Peki, Romanya, bir Schengen ülkesi değil. Yani Romanya vizesiyle veya oturum kartıyla doğrudan Schengen ülkelerine giremiyorsunuz; bunun için tekrar Schengen vizesi almanız gerekiyor. Ben de oturum kartımı alır almaz işe koyuldum. Bükreş’teki konsolosluklara teker teker e-mail atıp aradıkları şartları ve vize ücretlerini öğrendim. Daha sonra oturum kartımla bir bankaya gidip hesap açtım. Bir gün elime birkaç tane kağıt aldım ve rota oluşturmaya başladım. Hangi ülkeden başlasam ve nereye gitsem diye birkaç tane rota hazırladım. Schengen vizesine başvuru da aranan önemli şartlardan biri ise ilk giriş ülkesinden başvuru yapmak. Bazı ülkeler en az bir yıllık geçerliliği olan oturum izni aradığı; bazıları vize ücretini ve bazıları ise hesapta gösterilecek para miktarını yüksek tuttuğu için pek şansım kalmamıştı esasında. Geride tek bir seçenek vardı: Avusturya. Avusturya’dan rota çizmek çok daha kolay ve hesaplı oluyordu.
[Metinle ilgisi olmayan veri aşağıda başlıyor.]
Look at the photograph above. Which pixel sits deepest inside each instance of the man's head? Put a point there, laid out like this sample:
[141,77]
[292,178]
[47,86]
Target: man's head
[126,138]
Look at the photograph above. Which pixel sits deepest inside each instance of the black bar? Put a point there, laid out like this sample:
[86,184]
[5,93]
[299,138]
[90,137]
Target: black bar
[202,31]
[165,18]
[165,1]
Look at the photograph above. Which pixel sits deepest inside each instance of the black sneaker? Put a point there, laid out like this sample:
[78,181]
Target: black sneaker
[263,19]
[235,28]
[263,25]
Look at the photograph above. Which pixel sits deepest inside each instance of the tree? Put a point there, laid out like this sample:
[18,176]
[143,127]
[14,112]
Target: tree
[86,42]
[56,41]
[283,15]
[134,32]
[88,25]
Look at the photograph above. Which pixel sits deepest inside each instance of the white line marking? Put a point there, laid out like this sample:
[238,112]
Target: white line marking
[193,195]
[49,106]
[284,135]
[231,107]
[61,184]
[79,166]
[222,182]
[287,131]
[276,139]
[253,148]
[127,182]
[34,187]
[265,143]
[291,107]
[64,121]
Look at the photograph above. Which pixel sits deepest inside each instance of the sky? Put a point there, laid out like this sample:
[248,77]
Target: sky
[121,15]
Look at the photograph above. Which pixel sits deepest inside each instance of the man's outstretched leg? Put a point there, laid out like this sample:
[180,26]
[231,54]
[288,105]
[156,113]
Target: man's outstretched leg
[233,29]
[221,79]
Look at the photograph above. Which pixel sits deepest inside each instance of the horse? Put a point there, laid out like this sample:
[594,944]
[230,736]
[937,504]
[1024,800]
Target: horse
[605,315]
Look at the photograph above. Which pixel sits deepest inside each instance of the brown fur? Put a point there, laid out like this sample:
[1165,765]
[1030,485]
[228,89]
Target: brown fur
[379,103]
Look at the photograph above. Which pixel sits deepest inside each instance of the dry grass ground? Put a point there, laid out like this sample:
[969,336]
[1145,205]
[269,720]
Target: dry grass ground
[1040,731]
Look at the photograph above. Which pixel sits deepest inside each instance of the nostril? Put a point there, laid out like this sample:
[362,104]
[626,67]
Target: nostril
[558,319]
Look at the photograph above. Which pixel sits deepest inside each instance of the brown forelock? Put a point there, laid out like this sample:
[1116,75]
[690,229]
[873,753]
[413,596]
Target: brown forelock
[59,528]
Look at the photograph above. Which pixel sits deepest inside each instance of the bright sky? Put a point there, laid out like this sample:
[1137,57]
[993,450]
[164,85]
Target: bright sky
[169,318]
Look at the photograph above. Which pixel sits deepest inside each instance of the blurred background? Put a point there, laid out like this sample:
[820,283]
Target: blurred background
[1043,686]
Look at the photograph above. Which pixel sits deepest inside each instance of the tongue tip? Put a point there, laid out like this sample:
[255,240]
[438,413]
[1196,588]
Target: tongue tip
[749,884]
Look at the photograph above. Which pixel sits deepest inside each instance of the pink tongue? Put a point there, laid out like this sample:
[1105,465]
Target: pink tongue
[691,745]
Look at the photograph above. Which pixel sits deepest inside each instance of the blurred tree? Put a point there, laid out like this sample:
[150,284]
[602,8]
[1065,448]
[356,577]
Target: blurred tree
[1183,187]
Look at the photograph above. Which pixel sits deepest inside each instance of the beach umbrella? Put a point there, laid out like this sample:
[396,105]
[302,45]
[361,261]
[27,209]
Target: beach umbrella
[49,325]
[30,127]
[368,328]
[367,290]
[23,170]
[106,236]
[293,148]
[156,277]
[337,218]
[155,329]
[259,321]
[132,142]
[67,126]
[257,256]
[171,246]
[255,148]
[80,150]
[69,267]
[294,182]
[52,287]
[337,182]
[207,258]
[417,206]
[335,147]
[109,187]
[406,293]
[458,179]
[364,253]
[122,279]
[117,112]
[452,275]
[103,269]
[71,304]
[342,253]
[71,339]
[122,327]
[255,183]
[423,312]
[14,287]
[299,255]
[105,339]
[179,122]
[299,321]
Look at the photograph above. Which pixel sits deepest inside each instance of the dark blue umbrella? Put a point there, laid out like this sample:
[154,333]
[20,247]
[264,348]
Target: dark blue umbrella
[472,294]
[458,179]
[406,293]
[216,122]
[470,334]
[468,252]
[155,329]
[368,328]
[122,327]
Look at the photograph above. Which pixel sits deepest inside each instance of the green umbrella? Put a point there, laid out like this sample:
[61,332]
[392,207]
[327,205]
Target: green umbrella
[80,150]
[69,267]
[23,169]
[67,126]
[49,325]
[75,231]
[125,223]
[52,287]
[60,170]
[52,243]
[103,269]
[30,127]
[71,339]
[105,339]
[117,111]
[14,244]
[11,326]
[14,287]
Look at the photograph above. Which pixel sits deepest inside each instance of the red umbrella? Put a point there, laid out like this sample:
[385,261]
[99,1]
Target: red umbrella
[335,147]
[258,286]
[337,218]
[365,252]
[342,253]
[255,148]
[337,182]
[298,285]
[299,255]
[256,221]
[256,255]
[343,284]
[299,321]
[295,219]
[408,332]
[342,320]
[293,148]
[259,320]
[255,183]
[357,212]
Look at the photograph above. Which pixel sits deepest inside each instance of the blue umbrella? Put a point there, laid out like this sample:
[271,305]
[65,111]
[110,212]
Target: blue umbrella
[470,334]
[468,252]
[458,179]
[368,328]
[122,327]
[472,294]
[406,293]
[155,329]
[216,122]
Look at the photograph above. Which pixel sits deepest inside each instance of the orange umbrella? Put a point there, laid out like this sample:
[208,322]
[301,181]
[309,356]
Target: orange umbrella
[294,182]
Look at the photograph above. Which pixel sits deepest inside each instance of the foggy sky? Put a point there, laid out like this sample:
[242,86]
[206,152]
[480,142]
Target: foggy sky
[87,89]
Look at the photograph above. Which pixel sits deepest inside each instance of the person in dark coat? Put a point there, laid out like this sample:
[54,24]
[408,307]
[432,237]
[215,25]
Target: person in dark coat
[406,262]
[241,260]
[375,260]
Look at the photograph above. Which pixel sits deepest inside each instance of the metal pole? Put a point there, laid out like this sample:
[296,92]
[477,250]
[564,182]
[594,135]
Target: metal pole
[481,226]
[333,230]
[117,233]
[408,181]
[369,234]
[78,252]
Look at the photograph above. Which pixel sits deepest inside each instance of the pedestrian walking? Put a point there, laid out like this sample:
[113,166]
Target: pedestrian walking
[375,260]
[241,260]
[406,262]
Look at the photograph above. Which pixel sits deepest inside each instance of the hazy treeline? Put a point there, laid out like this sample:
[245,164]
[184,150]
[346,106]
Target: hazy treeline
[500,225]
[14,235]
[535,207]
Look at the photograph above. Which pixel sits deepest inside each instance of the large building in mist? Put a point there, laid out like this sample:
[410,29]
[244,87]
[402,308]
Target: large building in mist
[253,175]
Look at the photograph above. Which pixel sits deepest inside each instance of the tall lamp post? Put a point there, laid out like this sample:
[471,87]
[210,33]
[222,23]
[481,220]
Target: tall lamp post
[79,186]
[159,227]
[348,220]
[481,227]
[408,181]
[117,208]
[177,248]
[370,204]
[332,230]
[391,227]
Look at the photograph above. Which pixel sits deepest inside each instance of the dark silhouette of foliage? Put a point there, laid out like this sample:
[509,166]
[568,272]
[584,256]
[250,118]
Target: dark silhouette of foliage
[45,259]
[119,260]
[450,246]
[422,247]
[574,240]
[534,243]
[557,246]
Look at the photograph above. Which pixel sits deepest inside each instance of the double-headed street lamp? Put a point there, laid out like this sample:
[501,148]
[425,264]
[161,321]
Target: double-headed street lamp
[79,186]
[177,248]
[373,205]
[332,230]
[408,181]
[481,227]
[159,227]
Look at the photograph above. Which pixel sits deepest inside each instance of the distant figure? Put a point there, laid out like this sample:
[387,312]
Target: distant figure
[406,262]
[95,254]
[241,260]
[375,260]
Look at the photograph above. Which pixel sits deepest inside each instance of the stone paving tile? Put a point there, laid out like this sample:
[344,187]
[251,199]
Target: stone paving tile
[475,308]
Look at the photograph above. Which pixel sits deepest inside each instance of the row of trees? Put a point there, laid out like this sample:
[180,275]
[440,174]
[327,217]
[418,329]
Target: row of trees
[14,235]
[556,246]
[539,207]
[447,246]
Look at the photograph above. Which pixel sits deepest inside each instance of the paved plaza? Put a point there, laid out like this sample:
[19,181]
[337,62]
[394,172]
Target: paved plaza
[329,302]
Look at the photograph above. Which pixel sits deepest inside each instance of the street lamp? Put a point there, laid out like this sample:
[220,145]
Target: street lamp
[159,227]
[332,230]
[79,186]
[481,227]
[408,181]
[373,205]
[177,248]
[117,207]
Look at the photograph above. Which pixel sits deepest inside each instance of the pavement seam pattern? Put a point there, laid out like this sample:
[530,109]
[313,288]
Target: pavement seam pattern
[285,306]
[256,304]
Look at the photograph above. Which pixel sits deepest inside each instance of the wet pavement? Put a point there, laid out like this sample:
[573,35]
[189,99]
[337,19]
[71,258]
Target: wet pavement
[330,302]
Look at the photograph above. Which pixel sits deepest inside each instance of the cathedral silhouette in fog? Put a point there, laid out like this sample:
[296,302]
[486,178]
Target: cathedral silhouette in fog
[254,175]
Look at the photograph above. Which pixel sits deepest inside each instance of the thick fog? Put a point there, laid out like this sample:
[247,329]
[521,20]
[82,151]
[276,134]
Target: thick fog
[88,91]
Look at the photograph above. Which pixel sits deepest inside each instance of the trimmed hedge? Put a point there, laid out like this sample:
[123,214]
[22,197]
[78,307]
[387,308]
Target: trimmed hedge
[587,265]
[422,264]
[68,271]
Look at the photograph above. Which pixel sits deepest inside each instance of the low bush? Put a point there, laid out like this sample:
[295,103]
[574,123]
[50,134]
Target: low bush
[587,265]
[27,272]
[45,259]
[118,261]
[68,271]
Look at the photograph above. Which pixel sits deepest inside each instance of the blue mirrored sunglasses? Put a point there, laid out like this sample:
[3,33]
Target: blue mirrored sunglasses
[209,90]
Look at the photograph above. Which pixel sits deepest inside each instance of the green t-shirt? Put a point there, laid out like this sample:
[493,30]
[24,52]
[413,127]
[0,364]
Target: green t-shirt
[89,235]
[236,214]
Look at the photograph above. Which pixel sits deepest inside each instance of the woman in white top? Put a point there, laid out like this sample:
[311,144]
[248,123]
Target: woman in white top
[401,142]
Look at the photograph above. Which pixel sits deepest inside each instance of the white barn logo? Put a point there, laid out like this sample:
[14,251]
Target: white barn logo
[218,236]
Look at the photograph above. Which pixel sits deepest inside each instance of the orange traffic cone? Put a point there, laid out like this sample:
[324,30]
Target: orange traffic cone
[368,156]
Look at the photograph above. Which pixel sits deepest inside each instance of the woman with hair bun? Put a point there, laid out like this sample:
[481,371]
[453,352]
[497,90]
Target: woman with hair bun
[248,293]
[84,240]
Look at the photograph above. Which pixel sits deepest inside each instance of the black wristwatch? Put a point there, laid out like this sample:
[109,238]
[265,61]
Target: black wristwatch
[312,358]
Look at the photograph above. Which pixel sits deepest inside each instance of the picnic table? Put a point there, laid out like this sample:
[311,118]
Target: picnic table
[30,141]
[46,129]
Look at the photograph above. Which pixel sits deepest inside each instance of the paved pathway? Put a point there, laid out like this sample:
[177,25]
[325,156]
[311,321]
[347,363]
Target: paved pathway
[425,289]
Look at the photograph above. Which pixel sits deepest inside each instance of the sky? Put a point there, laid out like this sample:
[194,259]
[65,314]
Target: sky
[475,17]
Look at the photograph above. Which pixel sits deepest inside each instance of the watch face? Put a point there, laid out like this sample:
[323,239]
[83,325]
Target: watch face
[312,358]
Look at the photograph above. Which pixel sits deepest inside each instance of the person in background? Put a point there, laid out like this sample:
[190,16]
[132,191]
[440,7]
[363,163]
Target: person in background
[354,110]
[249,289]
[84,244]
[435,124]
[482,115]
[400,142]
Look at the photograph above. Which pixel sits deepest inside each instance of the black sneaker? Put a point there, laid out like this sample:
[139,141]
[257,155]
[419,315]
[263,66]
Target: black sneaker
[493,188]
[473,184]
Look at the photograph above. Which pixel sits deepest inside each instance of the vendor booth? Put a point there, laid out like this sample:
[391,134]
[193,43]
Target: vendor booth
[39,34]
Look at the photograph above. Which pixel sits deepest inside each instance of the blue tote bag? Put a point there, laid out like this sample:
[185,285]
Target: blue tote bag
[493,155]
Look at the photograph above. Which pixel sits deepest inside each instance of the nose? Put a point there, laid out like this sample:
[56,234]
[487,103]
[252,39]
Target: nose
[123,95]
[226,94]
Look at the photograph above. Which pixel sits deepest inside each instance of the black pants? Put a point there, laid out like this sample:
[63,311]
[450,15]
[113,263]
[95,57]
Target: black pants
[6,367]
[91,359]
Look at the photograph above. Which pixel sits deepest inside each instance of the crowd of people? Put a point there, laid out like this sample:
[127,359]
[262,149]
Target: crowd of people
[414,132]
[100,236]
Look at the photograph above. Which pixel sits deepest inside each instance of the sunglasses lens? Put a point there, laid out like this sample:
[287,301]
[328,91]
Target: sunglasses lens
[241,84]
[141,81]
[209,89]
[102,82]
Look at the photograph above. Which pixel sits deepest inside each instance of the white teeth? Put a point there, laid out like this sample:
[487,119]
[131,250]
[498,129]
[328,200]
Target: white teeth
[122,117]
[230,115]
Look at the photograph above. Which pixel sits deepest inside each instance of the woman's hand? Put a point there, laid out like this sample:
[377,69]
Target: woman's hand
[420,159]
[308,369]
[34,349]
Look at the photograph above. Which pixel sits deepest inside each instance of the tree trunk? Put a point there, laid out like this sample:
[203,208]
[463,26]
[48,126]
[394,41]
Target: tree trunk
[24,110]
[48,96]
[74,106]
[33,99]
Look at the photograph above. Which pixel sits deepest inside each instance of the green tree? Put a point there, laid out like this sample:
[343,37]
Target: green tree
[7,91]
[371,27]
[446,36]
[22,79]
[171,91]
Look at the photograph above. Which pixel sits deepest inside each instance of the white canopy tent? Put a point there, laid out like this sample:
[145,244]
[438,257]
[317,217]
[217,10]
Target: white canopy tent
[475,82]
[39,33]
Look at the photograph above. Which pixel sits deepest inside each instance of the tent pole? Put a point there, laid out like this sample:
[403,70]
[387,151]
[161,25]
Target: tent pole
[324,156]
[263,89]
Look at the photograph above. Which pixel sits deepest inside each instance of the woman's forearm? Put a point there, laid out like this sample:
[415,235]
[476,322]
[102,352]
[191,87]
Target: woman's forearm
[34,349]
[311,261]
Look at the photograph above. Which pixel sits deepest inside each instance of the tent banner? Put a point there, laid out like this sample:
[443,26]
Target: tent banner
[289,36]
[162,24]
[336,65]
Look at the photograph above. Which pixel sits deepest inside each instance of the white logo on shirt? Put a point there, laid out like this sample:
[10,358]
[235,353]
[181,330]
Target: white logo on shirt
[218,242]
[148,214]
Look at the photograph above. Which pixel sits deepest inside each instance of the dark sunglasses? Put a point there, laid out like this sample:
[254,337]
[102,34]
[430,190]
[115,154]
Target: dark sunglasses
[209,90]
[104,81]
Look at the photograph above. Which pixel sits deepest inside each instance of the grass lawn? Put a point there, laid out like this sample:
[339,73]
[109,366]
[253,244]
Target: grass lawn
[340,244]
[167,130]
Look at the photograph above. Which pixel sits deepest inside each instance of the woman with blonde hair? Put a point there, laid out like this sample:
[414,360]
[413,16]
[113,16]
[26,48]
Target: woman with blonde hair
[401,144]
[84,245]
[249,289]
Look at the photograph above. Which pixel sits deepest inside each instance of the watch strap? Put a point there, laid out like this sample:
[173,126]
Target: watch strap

Ayrıca Avusturya’dan ayrılış itibaren en az üç aylık geçerli oturum izni olması yeterliydi. Bu sebeple vize başvurumu Avusturya’dan yaptım. Uçak biletlerimi, hostel rezervasyonlarımı, banka hesap dökumanını ve Romanya’da ESC projesi ile kaldığımı kanıtlayan belgeleri aldım ve konsolosluğun yolunu tuttum. Evraklarımı iki kişi toplam bir saatte inceledi. Ee, 12 günlük vize için bir saat görüşmeye girip çıkınca kesin vermeyecekler diye sızlanmaya başlamıştım ki birkaç gün sonra vizemin hazır olduğunu söylediler. Böylelikle 20 Mart günü atladım uçağı ve soluğu Viyana’da aldım. Viyana’dan Barcelona; Roma, Budapeşte, Prag ve son olarak Krakow’a gittim. Kimi zaman check in saaitini kaçırdığım zaman havalimanında sabahlamak zorunda kaldım. Yürümekten ayaklarım yara olmuştu ve en son Krakow’da yorgunluktan bütün günü parkta oturup Bükreş’e geri dönmeyi bekleyerek geçirdim.
(Viyana’da ilk günümden şehrin en ünlü ve işlek caddesi olan Graben Caddesi’nden bir fotoğrafım)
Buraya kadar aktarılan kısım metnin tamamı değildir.